How to prove a line is above another line Suppose I have the following line:
$y=-4x + 80$, for $x \ge 0$ and $y \ge 0$
I want to show that if I vary the slope, $m$ like so:
$-4\lt m \le -2$
Then the new line will be above the old line (except when $x=0$).
How do I formally show this?
My attempt:

With the new slopes, $y$ can be:
$-4x+80 \lt y \le -2x+80$
Subtracting the old line ($y=-4x+80$) yields:
$0 \lt y \le 2x$
Which says the difference between the old and new lines can range from $0$ upto and including $2x$.

Is it sufficient or is there a  more convincing way to prove this?

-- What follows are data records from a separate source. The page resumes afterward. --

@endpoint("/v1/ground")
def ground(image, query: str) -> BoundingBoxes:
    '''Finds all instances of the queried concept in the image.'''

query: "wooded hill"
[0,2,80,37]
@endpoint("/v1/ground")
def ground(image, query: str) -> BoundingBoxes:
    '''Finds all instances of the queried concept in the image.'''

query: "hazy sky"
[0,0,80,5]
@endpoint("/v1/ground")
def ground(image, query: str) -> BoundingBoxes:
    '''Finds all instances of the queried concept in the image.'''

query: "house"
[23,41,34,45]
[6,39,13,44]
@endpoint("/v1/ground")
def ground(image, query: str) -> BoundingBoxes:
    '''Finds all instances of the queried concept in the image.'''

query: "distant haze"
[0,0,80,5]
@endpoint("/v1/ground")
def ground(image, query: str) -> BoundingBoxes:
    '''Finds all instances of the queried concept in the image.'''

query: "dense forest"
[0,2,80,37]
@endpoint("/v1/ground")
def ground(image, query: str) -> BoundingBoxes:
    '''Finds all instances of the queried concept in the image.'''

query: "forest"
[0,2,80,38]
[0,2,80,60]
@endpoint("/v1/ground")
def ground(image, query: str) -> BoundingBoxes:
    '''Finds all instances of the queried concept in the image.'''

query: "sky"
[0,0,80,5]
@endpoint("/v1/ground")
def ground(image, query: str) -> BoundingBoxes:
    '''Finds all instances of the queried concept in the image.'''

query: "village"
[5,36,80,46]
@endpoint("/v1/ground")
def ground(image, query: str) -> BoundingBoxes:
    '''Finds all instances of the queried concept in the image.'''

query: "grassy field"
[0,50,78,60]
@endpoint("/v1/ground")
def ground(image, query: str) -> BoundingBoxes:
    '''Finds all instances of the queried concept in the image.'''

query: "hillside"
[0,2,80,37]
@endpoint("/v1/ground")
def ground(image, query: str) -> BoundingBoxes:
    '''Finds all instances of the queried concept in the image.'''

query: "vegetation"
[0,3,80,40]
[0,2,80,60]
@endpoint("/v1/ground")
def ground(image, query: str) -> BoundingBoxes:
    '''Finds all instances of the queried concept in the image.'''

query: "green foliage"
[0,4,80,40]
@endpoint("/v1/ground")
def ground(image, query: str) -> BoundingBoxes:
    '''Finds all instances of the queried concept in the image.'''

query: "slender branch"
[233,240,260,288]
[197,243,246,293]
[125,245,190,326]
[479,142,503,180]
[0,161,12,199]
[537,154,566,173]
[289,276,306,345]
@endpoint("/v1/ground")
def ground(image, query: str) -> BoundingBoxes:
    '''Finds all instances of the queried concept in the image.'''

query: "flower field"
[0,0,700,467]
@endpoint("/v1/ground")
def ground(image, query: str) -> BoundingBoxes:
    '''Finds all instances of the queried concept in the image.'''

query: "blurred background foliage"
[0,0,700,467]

 A: If you want to make so detailed an argument, I’d make it more like this.
You’re starting with the line $y=f(x)$, where $f(x)=-4x+80$. Now let $y=g(x)$, where $g(x)=mx+80$, be any straight line also passing through $\langle 0,80\rangle$. For any $x\in\Bbb R$ the second line lies above the first at $x$ if and only if $g(x)>f(x)$, or $g(x)-f(x)>0$. Now
$$g(x)-f(x)=(mx+80)-(-4x+80)=(m+4)x\;,$$
and certainly $(m+4)x>0$ whenever $m+4>0$ and $x>0$. Since you’re looking only at values of $m$ greater than $-4$, you can conclude that the second line lies above the first for all $x>0$.
This directly addresses the relationship between the heights of the two lines at a particular value of $x$; your approach silently sneaks in the fact that $g(x)$ increases with $m$ without justifying it.
A: More convincing could be to find an expression for the intersection of the old line with the new in terms of m, and show it's negative. Then deduce that because at x = 1 the new one is above the old one, it's above the old one for all x bigger than the intersection (which includes all positive x). 
I feel like it's convincing enough to just say "they agree at 0, and the new line's y value decreases slower" though.